Sunday, July 26, 2015

Religious Comforts


Having grown up with Protestant relatives, I was never greatly troubled by the concept of communion services involving bread and grape juice.  It simply seemed to me (if my Protestant readers will forgive the childish pride) to illustrate one of the many minor ways in which Catholicism had taken the high road.  They drank Welches, while our priests confected the Sacrament with strong drink.  The fact that the priests were usually the only ones to partake of that Species, at least at the parishes my family tended to attend, was irrelevant to the larger point: Catholics were not afraid of wine.

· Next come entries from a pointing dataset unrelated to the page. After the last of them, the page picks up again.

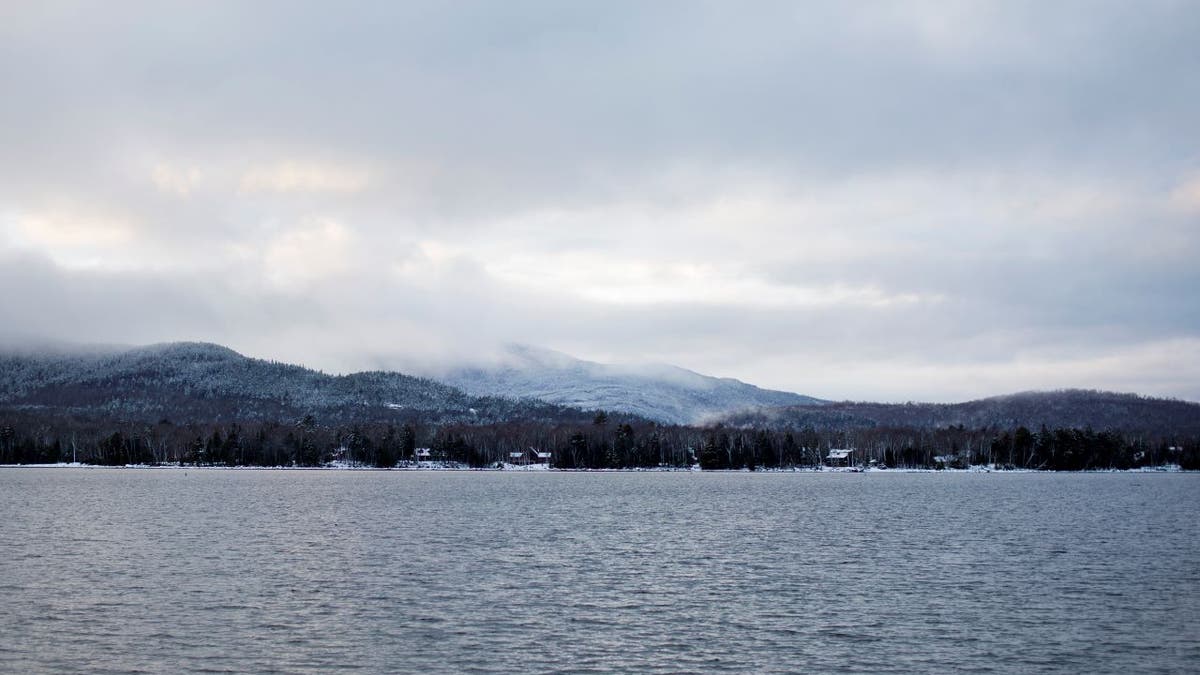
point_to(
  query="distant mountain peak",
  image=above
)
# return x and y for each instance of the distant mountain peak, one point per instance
(660, 392)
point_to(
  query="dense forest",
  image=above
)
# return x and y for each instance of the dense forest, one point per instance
(1071, 407)
(198, 404)
(603, 442)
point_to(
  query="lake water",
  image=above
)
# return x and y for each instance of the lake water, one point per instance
(168, 571)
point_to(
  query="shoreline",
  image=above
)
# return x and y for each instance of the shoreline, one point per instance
(517, 469)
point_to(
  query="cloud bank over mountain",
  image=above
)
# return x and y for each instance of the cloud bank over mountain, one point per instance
(893, 201)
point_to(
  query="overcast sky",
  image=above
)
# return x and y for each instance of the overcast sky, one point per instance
(915, 201)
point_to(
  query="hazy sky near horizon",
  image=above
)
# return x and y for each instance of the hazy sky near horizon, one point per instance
(892, 201)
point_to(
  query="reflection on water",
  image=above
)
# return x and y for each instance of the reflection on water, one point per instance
(306, 571)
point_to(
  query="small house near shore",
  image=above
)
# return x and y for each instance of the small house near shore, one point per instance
(531, 455)
(840, 457)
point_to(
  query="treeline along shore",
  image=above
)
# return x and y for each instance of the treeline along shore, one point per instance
(604, 442)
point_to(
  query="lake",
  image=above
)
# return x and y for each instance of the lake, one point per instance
(172, 571)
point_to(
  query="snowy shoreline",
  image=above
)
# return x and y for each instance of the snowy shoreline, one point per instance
(545, 469)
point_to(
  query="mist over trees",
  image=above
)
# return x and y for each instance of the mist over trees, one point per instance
(204, 405)
(601, 443)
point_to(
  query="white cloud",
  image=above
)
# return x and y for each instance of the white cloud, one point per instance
(304, 177)
(315, 251)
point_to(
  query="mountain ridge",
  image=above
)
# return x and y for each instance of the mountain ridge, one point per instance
(660, 392)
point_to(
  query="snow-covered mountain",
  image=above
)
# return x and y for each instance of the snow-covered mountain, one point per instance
(204, 382)
(659, 392)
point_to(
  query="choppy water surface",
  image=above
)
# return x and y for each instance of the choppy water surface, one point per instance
(305, 571)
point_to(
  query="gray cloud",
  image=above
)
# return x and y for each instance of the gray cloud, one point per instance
(888, 199)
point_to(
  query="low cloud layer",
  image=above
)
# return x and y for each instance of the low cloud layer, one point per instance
(886, 201)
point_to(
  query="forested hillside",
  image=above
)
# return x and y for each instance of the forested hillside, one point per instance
(203, 382)
(658, 392)
(1065, 408)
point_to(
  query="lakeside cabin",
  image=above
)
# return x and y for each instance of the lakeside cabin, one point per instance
(840, 457)
(531, 455)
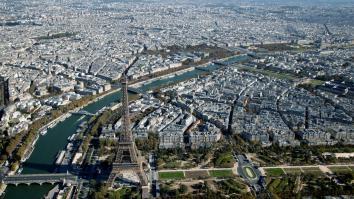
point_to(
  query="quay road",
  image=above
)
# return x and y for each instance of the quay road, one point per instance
(323, 168)
(65, 178)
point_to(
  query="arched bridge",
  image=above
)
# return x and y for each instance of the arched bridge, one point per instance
(83, 112)
(65, 178)
(135, 90)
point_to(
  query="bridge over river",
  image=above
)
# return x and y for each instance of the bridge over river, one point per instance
(65, 178)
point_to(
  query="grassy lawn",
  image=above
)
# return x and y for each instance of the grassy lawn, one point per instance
(197, 174)
(340, 169)
(221, 173)
(175, 175)
(224, 160)
(274, 172)
(249, 172)
(312, 170)
(292, 170)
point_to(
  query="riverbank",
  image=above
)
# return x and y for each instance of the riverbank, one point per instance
(42, 158)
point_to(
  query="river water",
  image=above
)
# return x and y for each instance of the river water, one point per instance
(43, 157)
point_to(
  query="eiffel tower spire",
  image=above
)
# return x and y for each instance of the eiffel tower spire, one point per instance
(127, 158)
(126, 134)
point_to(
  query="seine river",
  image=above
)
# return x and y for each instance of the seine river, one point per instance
(43, 157)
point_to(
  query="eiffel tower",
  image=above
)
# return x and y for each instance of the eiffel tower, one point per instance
(127, 158)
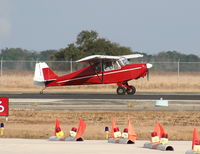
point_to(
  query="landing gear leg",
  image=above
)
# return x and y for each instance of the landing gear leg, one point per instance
(42, 91)
(121, 90)
(124, 88)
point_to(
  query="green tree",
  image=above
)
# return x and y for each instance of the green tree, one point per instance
(88, 43)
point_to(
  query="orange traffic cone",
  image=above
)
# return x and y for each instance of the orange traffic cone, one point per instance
(131, 132)
(159, 130)
(113, 126)
(57, 126)
(81, 128)
(195, 138)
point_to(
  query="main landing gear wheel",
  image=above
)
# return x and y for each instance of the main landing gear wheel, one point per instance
(121, 90)
(131, 91)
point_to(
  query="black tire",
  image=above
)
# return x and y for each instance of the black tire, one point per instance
(131, 91)
(121, 90)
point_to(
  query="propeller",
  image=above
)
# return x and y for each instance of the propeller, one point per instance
(148, 67)
(148, 75)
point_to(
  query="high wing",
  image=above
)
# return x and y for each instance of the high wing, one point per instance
(105, 57)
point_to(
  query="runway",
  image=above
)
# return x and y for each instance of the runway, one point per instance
(33, 146)
(103, 102)
(105, 96)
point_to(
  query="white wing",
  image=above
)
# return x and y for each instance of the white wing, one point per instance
(98, 57)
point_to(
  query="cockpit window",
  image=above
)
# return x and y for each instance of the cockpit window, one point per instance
(108, 65)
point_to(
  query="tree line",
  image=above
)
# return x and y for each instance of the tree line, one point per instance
(89, 43)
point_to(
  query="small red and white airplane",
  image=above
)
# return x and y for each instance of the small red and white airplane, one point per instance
(101, 70)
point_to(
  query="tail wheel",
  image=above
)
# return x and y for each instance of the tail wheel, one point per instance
(121, 90)
(131, 91)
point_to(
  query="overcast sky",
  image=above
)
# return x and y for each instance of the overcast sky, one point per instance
(147, 26)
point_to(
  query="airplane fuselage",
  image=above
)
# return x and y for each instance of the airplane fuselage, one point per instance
(88, 75)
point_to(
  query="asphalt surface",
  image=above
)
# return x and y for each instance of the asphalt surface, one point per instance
(105, 96)
(37, 146)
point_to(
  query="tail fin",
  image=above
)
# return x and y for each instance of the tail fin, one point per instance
(43, 73)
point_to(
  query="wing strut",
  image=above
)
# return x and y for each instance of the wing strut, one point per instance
(102, 69)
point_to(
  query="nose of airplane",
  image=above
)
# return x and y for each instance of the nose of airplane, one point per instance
(149, 65)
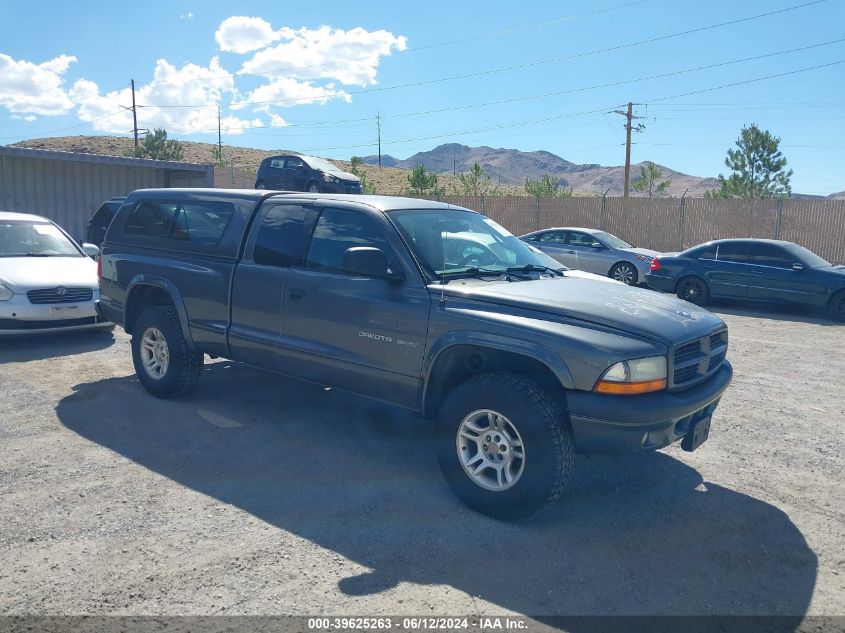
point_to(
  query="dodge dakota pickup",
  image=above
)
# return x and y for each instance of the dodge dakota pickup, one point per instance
(518, 362)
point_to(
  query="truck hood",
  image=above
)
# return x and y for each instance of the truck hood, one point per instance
(28, 273)
(594, 299)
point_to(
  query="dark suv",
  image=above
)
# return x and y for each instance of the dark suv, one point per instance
(304, 173)
(95, 231)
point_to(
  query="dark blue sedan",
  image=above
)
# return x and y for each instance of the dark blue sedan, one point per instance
(761, 270)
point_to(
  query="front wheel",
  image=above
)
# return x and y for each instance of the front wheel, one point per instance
(625, 272)
(164, 363)
(837, 306)
(504, 445)
(694, 290)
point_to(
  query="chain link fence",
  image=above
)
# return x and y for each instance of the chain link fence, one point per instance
(672, 224)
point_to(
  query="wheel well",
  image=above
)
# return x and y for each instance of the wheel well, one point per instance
(458, 363)
(142, 297)
(692, 276)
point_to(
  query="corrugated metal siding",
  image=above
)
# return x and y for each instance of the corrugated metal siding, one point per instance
(69, 192)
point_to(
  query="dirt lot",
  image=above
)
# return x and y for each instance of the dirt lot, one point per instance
(261, 495)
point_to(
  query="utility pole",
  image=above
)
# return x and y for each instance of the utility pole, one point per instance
(629, 116)
(134, 116)
(378, 129)
(219, 137)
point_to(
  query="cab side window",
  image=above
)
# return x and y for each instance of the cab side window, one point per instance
(772, 255)
(338, 230)
(281, 236)
(735, 252)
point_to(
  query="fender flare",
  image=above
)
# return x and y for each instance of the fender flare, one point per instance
(529, 349)
(172, 292)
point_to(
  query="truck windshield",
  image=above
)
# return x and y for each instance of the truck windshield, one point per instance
(450, 242)
(34, 239)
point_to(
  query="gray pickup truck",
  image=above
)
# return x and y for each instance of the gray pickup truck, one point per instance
(435, 308)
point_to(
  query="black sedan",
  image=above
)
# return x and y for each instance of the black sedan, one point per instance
(761, 270)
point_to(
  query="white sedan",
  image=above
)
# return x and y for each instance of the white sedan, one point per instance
(48, 283)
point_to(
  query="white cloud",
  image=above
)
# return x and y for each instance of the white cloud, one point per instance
(30, 88)
(290, 92)
(349, 57)
(176, 99)
(240, 34)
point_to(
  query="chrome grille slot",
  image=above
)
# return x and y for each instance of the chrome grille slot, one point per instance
(60, 294)
(695, 360)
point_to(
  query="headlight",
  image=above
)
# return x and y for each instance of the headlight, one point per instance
(629, 377)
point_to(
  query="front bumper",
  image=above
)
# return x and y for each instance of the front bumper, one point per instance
(617, 425)
(20, 317)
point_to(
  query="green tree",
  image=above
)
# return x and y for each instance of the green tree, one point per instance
(157, 146)
(649, 181)
(759, 168)
(358, 169)
(546, 187)
(475, 182)
(423, 182)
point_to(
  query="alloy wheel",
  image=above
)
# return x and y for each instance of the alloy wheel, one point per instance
(490, 450)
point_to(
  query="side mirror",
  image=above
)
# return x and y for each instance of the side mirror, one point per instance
(369, 262)
(91, 250)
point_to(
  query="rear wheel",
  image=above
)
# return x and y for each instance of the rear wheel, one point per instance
(625, 272)
(164, 363)
(694, 290)
(837, 306)
(504, 445)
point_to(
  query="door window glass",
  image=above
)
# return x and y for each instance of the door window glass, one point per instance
(736, 252)
(280, 237)
(552, 236)
(581, 239)
(772, 255)
(338, 230)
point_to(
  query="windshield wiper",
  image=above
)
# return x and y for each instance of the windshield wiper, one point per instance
(476, 271)
(528, 268)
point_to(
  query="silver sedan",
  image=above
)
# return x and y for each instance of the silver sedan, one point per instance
(48, 283)
(594, 251)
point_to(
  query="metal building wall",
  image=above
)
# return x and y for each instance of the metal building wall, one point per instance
(69, 191)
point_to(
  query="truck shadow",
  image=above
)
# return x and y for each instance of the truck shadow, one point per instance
(20, 349)
(641, 535)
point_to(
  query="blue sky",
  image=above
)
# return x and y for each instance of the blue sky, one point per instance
(312, 76)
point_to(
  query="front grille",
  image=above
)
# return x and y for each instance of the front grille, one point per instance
(60, 294)
(21, 324)
(694, 361)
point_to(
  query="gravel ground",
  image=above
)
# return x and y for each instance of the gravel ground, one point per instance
(261, 495)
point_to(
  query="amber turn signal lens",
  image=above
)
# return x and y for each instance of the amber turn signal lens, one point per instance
(630, 388)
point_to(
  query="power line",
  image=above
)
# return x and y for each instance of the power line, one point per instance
(586, 88)
(515, 67)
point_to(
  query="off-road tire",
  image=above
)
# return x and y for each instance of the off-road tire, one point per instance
(549, 450)
(184, 366)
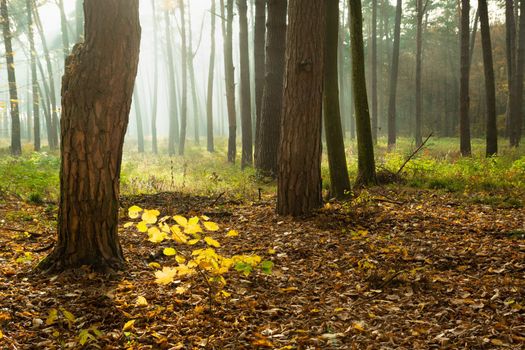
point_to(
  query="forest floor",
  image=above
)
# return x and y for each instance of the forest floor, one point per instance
(396, 268)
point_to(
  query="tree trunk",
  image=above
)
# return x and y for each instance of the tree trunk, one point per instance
(339, 181)
(464, 122)
(394, 70)
(516, 93)
(259, 38)
(97, 90)
(184, 79)
(490, 88)
(299, 180)
(16, 145)
(34, 77)
(229, 72)
(365, 145)
(209, 94)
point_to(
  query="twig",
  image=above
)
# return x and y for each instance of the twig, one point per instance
(413, 154)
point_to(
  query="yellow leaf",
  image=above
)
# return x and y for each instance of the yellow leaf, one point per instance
(128, 325)
(142, 226)
(232, 233)
(141, 301)
(133, 212)
(212, 242)
(181, 220)
(169, 251)
(150, 216)
(166, 276)
(211, 226)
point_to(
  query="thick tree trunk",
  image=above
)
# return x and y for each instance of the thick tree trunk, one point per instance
(365, 146)
(96, 97)
(490, 88)
(268, 131)
(339, 181)
(16, 146)
(184, 79)
(464, 123)
(394, 70)
(516, 92)
(299, 180)
(229, 72)
(259, 38)
(246, 99)
(209, 94)
(34, 77)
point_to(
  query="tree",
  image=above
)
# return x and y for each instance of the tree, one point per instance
(464, 122)
(299, 179)
(490, 87)
(516, 90)
(268, 131)
(96, 102)
(209, 94)
(339, 181)
(16, 146)
(246, 98)
(365, 145)
(393, 78)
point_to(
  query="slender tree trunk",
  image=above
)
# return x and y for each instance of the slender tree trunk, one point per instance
(490, 88)
(339, 180)
(259, 38)
(246, 103)
(393, 78)
(516, 93)
(211, 70)
(34, 77)
(269, 129)
(365, 145)
(93, 129)
(464, 123)
(154, 144)
(16, 145)
(299, 180)
(229, 71)
(184, 78)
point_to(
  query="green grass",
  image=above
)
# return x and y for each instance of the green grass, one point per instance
(494, 181)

Obligatory Chesterton picture.

There are, of course, solid reasons for this Catholic habit (proper matter being a necessity for any sacrament); but here I am interested in the unsolid reasons.  To be more precise, I am interested in what the choice of grape juice or wine, when it is a choice, suggests about the religion in question.  Certainly some Protestants adapted the drinking of non-alcoholic beverages during service for the sake of Temperance with a capital T.  Observing the damage that drink did to society, they chose to eradicate it not merely from their shops and their homes, but also, symbolically, from the small and not possibly inebriatory cup which they shared some few Sundays out of the year.  (Another source of childish joy: the Douay translation of Psalm 22: “my chalice that inebriateth me.”  Take that, Aquarii.)

But what began in many cases as a matter of principal has become today simply a tradition, and a comfortable one.  Grapefruit juice is sweeter than wine, especially our not very potable Communion wine; children making their first communions are less inclined to wrinkle up their noses at it—indeed, the whole family from mother down to Jimmy in diapers can partake.  Juice is simply a more welcoming drink.

I know wine makes you more welcoming, but that’s another story.

Juice, in a word, is comfortable; and comfort often seems to be the raison d’être of modern low church Protestantism, both mainstream and Evangelical alike.  The emphasis on the happiness religion can bring is not wholly bad: “His yoke is easy, and His burden light”; and Isaias (or at any rate, Charles Jennens’s Isaias) does say “Comfort ye, my people.”

At the same time, however, reducing the elements of a religious ceremony to the point where none of them gives us pause—where Jesus becomes the friend who teaches "how to praise my God and still play rock and roll"—can be deceptive.  One cannot imagine those Jews who still practice their religion making that mistake.  Much may be said of the blood sacrifices of the Old Testament, but few first time witnesses could have found them comfortable.  Awesome, perhaps, or awful (in the etymological senses); but not comfortable.  Nor should they have been.  After all, the liturgy takes us in one hour from earth to heaven, covering infinities of distance in mere minutes.  Why wouldn’t the trip shake you up like a journey through warp drive?

So it happens that even to this day, Catholic parishes that know what they are about are not terribly concerned with promoting the comfort of their parishioners.  The kneelers are rock hard; crucifixes hang in full view; pop and Broadway are eschewed in favor of more challenging things; and there is, needless to say, not a grape in sight, unless it be in the chubby hands of the writhing, bawling, teething one-year-old, whose seven older siblings, comporting themselves with the utmost decorum in their uncomfortable Sunday best, wonder when he will be old enough to stop embarrassing them.

The point of all this discomfort is not, of course, to make us uncomfortable—though as often as not that is the immediate effect.  The point of everything difficult about the liturgy is to take us somewhere.  It can feel alienating because it is in fact meant to alienate us: to make us other than what we are in our miserably mundane lives, and repatriate us towards a better place.  Then, and only then, can we be truly comforted.